Chicago uçak maceraları

ATATÜRK Havalimanı'ndan havalandıktan sonra bir iki küçük sarsıntının ötesinde uçağımız, Chicago'ya varıncaya kadar uçsuz bucaksız gökyüzünde süzülerek uçtu.

THY'nin dev uçağı, dünyanın en büyük havayollarını kıskandıracak kadar dolu. Bir tek boş koltuk yok.

Üstelik yabancı yolcu sayısı da bir hayli fazla. THY'nin geleneksel kaliteli servisi, personelin güler yüzlü hizmeti, belli ki henüz yıpranmamış. Uçağımız Michigan Gölü'nün üzerine gelince alçalmaya başladı.

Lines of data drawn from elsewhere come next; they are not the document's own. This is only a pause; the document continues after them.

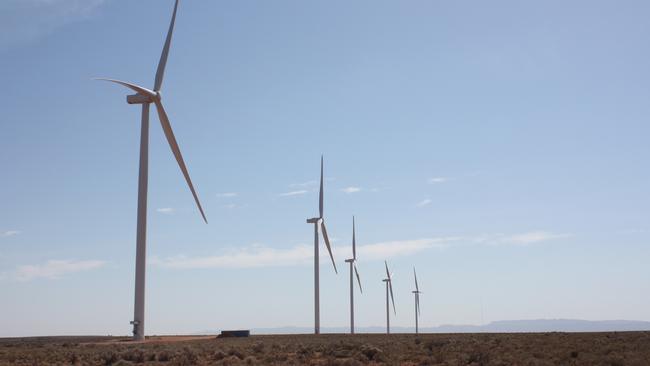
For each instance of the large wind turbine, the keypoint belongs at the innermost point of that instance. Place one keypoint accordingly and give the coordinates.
(353, 265)
(417, 293)
(319, 221)
(146, 97)
(389, 288)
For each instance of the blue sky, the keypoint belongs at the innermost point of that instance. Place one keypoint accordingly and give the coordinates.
(500, 147)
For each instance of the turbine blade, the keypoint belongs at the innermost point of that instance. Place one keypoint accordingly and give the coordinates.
(167, 128)
(387, 273)
(135, 88)
(160, 73)
(390, 286)
(320, 192)
(356, 271)
(354, 241)
(327, 243)
(416, 280)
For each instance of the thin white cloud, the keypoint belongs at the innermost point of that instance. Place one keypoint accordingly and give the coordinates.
(9, 233)
(437, 180)
(261, 256)
(523, 239)
(532, 237)
(351, 190)
(27, 20)
(293, 193)
(54, 269)
(304, 184)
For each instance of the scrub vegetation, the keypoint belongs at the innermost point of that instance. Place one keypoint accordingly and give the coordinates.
(607, 349)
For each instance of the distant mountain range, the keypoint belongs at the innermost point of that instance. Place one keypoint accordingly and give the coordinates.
(502, 326)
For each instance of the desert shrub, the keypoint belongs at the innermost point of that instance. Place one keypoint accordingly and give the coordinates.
(218, 355)
(164, 356)
(371, 352)
(134, 355)
(479, 358)
(258, 347)
(236, 353)
(434, 344)
(186, 357)
(231, 360)
(109, 358)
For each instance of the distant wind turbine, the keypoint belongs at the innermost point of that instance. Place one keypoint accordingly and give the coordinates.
(389, 289)
(417, 293)
(146, 97)
(319, 221)
(353, 266)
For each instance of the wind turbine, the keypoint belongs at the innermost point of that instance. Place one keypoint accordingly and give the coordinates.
(389, 288)
(353, 265)
(319, 221)
(146, 97)
(417, 293)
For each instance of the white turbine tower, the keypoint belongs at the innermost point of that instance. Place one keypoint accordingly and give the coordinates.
(353, 266)
(145, 97)
(389, 289)
(319, 221)
(417, 293)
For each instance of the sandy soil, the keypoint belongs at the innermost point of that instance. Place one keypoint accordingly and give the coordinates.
(607, 349)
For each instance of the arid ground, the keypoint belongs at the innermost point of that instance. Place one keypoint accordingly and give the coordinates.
(624, 348)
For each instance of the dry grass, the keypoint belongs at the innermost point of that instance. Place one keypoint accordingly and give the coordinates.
(607, 349)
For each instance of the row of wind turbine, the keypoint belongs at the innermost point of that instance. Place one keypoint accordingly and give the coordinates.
(319, 222)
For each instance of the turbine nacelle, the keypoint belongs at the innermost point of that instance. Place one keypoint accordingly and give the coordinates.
(142, 98)
(315, 220)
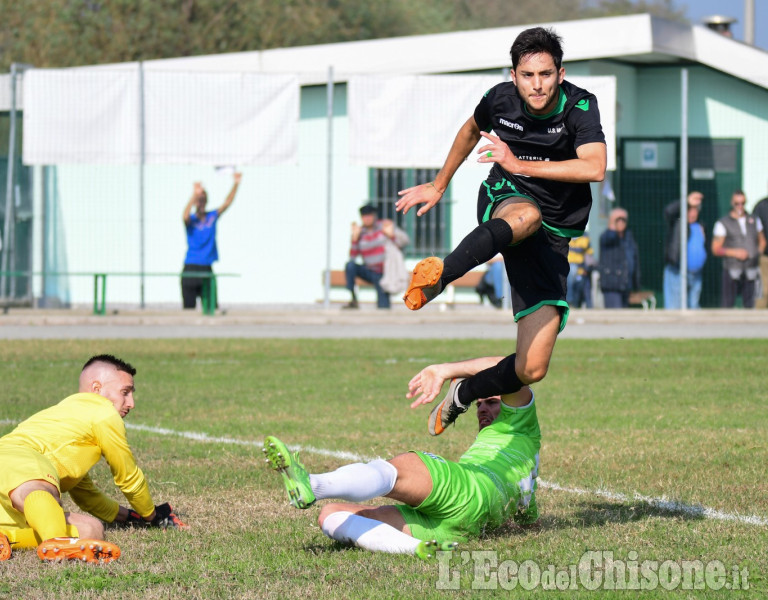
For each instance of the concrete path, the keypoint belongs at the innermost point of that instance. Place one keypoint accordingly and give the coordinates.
(315, 322)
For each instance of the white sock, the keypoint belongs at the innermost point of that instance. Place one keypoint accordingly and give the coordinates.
(356, 482)
(368, 534)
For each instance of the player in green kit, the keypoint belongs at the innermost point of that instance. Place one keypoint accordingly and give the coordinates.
(443, 501)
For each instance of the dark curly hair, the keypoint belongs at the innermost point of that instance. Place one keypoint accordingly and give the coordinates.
(119, 364)
(537, 40)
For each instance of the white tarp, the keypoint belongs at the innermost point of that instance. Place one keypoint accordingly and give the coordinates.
(411, 121)
(92, 116)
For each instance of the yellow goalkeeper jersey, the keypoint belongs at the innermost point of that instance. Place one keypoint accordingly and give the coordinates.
(74, 435)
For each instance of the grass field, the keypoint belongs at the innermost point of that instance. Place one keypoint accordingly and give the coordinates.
(623, 422)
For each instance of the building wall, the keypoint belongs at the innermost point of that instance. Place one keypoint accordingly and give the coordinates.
(274, 236)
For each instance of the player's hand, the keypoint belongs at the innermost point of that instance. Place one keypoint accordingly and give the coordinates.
(497, 151)
(165, 518)
(426, 194)
(426, 385)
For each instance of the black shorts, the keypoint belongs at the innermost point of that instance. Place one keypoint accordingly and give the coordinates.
(192, 287)
(537, 267)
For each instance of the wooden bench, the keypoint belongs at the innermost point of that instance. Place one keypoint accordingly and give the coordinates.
(208, 297)
(468, 280)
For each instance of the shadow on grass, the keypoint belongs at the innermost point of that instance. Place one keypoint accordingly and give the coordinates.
(596, 514)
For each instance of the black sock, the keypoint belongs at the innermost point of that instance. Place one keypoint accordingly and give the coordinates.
(480, 246)
(496, 380)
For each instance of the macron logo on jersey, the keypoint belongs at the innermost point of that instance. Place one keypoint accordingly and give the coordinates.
(510, 124)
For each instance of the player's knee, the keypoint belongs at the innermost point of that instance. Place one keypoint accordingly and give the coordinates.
(87, 526)
(524, 218)
(326, 511)
(531, 372)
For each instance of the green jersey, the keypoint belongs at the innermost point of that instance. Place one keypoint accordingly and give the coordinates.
(493, 481)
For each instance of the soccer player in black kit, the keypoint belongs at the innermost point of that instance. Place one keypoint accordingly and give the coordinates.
(548, 146)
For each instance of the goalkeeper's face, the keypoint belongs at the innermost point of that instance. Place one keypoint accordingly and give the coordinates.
(117, 387)
(487, 410)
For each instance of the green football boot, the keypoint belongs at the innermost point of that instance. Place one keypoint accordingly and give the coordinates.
(295, 476)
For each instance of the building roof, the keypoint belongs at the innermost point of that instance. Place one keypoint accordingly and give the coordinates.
(636, 39)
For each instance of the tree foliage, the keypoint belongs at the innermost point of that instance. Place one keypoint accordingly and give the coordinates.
(61, 33)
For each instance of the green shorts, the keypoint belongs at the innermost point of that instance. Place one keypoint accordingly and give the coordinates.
(465, 502)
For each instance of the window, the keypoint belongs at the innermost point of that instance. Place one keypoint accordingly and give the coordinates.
(429, 233)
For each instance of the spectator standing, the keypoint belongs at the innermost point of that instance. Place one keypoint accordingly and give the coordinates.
(369, 242)
(619, 261)
(696, 253)
(201, 241)
(739, 239)
(581, 258)
(761, 212)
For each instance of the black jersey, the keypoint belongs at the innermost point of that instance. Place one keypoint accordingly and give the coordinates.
(574, 121)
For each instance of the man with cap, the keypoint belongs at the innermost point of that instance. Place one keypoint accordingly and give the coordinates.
(369, 242)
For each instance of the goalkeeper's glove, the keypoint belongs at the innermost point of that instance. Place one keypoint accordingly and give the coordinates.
(164, 517)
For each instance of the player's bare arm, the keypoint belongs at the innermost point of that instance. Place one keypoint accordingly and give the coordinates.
(589, 165)
(429, 194)
(231, 196)
(427, 383)
(197, 189)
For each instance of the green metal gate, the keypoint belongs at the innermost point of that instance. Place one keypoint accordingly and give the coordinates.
(649, 179)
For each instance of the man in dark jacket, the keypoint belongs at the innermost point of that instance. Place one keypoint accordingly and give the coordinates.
(619, 261)
(738, 238)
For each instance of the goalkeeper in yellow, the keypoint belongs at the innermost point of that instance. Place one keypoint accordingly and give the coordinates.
(52, 452)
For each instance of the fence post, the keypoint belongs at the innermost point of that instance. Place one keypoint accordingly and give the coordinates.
(329, 193)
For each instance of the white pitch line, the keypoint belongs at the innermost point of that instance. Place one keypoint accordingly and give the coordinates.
(663, 504)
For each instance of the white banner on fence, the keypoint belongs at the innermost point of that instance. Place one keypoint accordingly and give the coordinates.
(92, 116)
(80, 116)
(411, 121)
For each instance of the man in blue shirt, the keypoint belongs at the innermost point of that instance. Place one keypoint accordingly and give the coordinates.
(696, 253)
(201, 240)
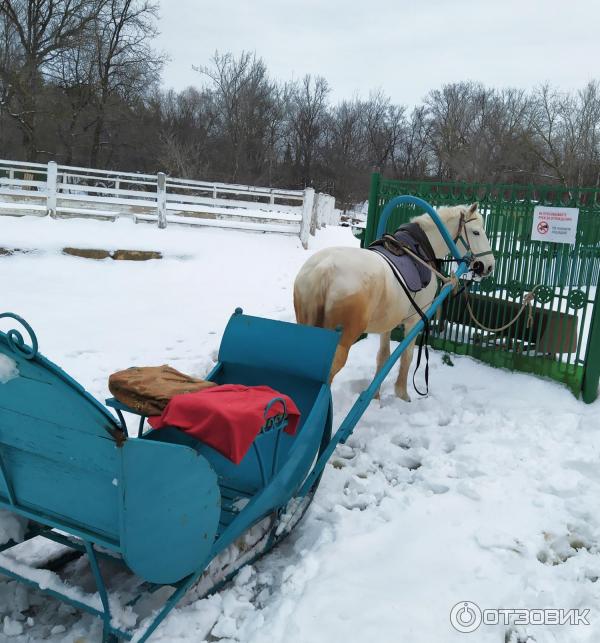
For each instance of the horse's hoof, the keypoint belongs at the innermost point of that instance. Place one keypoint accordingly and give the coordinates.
(403, 395)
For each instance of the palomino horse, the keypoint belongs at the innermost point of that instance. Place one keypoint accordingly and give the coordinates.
(355, 288)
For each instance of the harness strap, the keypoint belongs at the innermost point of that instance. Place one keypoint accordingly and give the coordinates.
(423, 340)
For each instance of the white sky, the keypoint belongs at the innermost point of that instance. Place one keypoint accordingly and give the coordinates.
(404, 47)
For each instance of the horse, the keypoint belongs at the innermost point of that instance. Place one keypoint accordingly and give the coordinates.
(356, 288)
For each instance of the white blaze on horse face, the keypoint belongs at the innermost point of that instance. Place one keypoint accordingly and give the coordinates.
(479, 245)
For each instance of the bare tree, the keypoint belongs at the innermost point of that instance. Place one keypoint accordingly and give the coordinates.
(307, 109)
(125, 63)
(41, 29)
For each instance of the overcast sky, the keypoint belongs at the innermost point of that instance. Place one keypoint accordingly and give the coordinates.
(403, 47)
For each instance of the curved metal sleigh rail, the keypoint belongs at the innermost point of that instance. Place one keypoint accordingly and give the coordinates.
(364, 399)
(287, 494)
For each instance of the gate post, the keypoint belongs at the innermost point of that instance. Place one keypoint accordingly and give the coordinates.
(591, 366)
(51, 180)
(372, 212)
(161, 199)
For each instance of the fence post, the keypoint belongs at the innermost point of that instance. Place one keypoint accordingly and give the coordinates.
(51, 181)
(331, 218)
(161, 199)
(372, 218)
(314, 219)
(307, 208)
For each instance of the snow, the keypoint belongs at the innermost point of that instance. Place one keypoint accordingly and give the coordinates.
(12, 527)
(486, 491)
(8, 369)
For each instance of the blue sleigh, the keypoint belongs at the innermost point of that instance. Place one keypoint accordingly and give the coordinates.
(163, 504)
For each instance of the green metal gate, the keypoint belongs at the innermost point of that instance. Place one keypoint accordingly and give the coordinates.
(563, 340)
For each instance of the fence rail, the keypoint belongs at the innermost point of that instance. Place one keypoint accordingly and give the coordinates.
(563, 340)
(65, 191)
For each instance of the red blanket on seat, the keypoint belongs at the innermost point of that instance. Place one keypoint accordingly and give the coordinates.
(228, 418)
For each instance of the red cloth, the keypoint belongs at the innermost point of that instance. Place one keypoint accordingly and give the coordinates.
(228, 418)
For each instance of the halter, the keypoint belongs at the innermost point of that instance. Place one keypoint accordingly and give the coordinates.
(462, 227)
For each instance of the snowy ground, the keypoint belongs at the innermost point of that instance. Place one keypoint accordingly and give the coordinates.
(486, 491)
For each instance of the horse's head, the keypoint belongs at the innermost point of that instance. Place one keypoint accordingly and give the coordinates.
(469, 236)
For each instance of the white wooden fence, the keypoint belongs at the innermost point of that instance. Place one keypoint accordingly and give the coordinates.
(64, 191)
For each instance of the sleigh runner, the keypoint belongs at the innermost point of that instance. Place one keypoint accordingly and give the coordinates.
(171, 509)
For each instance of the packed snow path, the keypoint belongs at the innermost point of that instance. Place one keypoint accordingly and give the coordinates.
(486, 491)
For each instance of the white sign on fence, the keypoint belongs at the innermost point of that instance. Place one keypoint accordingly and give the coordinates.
(556, 225)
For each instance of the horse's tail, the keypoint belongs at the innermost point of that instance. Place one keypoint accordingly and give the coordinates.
(310, 296)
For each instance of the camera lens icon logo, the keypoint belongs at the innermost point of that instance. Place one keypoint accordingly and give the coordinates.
(465, 617)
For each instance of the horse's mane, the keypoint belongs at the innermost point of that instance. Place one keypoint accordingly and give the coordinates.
(448, 214)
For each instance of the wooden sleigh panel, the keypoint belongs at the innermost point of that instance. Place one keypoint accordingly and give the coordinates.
(163, 503)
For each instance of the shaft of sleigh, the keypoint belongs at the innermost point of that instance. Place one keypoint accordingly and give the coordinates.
(364, 399)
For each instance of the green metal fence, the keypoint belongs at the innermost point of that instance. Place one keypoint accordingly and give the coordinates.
(562, 340)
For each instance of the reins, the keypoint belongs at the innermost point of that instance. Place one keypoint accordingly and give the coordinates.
(527, 299)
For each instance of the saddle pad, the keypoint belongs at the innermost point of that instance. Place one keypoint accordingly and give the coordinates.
(227, 418)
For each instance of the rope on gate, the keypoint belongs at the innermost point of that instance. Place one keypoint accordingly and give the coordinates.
(527, 299)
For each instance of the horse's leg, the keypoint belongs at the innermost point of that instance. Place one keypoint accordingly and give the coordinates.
(383, 353)
(351, 314)
(405, 361)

Gökdelenleri, bahçeli evleri ve geniş parklarıyla yemyeşil bir kent olan Chicago büyüyerek altımızdan kayıyor.

Uçağımız piste doğru yavaş yavaş süzülüyor.

İşte ne olduysa o anda oldu. Birden motorların gürültüsü arttı ve uçak önce sarsıldı, sonra hızla tırmanmaya başladı.

Chicago altımızda yeniden küçülmeye başladı.

Kabin bir anda ürkütücü bir sessizliğe büründü. Çünkü koca uçağın inmek üzereyken tekrar tırmanışa geçmesinin ne kadar riskli olduğunu bilmek için bizim uçak yazarı Uğur Cebeci olmaya gerek yok.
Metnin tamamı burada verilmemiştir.